LacZ Reporter Assay for Cre Recombinase Gesicles
LacZ Reporter Assay for Cre Recombinase Gesicles. Panel A. Gesicle effectiveness was tested using a reporter cell line in which the lacZ gene is only expressed following removal of a stop codon by Cre recombinase activity. Cells were either transfected for 6 hr with a plasmid expressing Cre recombinase, or treated with 20 µl Cre Recombinase Gesicles for 3 hr. 24 hr after treatment, cells were stained for lacZ expression using the Beta Galactosidase Staining Kit (Cat. No. 31780). Panel B. The high concentration of blue cells in the center image indicate high recombinase activity. Red fluorescence in the right-hand image provides easy visualization of gesicle delivery to target cells.

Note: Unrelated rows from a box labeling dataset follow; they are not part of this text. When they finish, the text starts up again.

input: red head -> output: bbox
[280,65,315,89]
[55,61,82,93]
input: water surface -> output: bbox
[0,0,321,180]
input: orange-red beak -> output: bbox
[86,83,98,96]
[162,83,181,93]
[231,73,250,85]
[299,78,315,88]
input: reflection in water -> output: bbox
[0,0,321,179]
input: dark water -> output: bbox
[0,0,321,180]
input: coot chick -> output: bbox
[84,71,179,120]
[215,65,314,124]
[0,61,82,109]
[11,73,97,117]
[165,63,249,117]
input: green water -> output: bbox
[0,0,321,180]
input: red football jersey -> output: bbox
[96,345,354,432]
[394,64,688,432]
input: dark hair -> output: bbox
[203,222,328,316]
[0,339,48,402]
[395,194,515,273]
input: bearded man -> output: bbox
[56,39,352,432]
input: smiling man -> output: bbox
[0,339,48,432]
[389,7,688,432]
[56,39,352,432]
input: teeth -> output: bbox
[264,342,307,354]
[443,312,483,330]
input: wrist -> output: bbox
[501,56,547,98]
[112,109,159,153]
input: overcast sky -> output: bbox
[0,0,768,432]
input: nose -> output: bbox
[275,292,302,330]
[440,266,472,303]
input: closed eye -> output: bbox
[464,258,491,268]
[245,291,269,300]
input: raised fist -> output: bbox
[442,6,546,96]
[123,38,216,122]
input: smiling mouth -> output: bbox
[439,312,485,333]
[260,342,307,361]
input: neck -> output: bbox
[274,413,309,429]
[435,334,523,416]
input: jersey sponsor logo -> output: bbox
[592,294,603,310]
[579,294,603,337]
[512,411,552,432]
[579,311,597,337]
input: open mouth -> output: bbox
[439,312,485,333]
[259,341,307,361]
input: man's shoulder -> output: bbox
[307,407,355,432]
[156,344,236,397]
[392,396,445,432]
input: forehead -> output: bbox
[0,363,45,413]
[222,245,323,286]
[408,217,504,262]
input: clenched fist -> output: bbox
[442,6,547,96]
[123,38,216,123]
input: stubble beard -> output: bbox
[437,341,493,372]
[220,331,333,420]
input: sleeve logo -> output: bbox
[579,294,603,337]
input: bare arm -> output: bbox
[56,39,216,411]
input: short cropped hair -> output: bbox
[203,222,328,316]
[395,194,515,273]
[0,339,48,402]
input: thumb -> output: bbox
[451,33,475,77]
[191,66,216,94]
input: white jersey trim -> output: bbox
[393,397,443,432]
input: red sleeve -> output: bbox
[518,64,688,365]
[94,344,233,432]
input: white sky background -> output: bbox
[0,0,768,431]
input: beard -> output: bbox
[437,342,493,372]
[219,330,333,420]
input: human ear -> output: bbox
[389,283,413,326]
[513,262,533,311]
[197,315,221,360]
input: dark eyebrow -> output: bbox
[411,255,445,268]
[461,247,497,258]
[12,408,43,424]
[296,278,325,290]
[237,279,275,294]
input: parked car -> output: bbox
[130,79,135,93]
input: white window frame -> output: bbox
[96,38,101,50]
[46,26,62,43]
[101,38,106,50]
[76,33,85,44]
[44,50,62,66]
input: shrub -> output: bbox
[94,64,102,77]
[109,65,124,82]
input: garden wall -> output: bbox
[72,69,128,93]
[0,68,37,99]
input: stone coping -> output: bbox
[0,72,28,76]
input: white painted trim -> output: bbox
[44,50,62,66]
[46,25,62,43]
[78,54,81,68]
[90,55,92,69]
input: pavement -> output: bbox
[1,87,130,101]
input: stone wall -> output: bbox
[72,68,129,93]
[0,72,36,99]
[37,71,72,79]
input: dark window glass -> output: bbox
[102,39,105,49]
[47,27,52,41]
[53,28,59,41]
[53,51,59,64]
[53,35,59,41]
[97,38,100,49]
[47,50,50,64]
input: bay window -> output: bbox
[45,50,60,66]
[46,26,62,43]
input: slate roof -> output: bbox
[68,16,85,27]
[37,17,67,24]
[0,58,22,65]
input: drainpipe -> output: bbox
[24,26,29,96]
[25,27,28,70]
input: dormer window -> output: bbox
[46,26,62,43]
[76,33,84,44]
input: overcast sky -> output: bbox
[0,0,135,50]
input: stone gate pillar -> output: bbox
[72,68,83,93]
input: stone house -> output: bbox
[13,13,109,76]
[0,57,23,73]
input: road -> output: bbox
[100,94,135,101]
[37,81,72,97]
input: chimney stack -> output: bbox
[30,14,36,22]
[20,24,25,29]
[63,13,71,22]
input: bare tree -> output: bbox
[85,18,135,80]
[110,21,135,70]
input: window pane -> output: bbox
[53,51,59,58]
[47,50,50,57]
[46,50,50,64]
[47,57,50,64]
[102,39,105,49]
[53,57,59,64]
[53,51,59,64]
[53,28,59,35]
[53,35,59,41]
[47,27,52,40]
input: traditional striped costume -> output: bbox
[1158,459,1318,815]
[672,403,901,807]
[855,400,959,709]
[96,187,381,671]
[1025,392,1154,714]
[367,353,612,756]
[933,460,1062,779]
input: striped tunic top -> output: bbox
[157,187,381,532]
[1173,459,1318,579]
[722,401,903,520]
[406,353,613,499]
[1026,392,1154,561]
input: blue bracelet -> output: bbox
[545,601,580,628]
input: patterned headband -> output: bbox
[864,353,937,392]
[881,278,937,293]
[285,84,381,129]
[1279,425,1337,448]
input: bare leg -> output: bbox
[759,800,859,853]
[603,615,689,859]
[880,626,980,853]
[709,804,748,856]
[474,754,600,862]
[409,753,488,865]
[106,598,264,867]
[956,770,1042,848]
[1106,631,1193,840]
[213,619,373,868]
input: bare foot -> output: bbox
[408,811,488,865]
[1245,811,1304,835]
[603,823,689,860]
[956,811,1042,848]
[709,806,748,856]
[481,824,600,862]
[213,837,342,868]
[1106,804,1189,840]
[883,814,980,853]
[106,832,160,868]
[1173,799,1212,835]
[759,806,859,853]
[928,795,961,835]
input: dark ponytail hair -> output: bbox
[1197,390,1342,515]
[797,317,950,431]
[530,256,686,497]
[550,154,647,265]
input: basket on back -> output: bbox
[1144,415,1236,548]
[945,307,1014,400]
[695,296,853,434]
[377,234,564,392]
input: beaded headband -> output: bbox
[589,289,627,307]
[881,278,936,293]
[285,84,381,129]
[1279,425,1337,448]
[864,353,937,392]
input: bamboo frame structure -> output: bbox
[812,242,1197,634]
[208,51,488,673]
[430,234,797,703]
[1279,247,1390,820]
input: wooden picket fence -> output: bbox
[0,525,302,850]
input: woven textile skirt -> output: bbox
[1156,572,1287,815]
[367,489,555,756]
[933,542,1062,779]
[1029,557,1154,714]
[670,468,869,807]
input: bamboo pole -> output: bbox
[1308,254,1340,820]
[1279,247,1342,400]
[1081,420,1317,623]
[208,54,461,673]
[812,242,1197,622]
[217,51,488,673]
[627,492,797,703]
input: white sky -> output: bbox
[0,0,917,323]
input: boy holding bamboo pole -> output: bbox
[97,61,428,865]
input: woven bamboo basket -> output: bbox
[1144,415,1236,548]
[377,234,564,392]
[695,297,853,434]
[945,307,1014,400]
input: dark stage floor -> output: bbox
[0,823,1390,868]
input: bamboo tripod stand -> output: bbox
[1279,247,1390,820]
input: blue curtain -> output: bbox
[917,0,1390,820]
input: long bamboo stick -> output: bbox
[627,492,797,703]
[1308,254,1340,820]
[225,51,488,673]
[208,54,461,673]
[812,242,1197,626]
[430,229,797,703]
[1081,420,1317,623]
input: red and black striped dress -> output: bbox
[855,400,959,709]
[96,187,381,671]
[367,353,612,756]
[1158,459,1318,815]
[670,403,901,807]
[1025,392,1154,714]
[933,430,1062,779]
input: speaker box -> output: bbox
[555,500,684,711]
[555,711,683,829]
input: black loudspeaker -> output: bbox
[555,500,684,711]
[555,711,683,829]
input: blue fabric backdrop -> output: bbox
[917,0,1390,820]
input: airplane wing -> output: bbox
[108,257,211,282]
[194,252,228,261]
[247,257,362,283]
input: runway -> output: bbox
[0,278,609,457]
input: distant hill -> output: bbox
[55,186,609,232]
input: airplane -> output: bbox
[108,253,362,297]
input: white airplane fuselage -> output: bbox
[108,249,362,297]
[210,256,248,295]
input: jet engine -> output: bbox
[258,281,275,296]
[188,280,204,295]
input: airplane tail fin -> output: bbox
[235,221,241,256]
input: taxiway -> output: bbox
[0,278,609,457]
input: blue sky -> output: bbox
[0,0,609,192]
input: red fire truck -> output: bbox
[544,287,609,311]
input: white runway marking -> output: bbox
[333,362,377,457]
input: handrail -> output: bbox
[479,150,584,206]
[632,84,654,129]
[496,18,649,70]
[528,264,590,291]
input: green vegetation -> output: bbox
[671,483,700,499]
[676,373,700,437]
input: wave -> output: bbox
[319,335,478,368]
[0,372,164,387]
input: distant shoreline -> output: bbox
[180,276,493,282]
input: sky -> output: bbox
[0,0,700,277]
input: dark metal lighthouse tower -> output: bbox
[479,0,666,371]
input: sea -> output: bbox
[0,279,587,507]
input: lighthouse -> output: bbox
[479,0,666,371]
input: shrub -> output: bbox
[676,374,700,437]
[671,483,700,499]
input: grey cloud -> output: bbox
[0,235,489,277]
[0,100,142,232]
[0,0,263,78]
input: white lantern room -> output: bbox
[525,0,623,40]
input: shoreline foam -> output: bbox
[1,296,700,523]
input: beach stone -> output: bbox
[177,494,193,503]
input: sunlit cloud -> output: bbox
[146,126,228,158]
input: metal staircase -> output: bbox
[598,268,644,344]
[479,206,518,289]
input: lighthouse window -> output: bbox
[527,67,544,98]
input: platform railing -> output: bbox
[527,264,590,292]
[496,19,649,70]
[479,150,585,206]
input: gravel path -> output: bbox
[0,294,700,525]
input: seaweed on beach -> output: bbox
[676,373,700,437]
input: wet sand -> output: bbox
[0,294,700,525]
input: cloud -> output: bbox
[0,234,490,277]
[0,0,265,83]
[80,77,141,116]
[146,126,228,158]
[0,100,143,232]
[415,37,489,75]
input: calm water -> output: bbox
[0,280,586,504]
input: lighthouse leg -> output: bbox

Visualization of ZsGreen1 reporter assay for Cre Recombinase Gesicles in various cell lines
Visualization of ZsGreen1 reporter assay for Cre Recombinase Gesicles in various cell lines. pLVX-LoxP-ZsGreen1 contains ZsGreen1 cDNA separated from the EF1a promoter by a floxed stop cassette. In the presence of Cre recombinase, the stop cassette is removed, permitting high-level expression of ZsGreen1. All cell lines were transduced with this vector, followed by selection in puromycin to create stable lines. These lines were then exposed to a dilution series of recombinase-containing gesicles, centrifuged at 1,000 x g for 30 min at 32°C, and incubated for an additional 3 hr at 37°C. After 3 hr, media was exchanged and cells were permitted to grow for an additional 48 hr, at which time they were imaged by fluorescence microscopy for ZsGreen1 expression.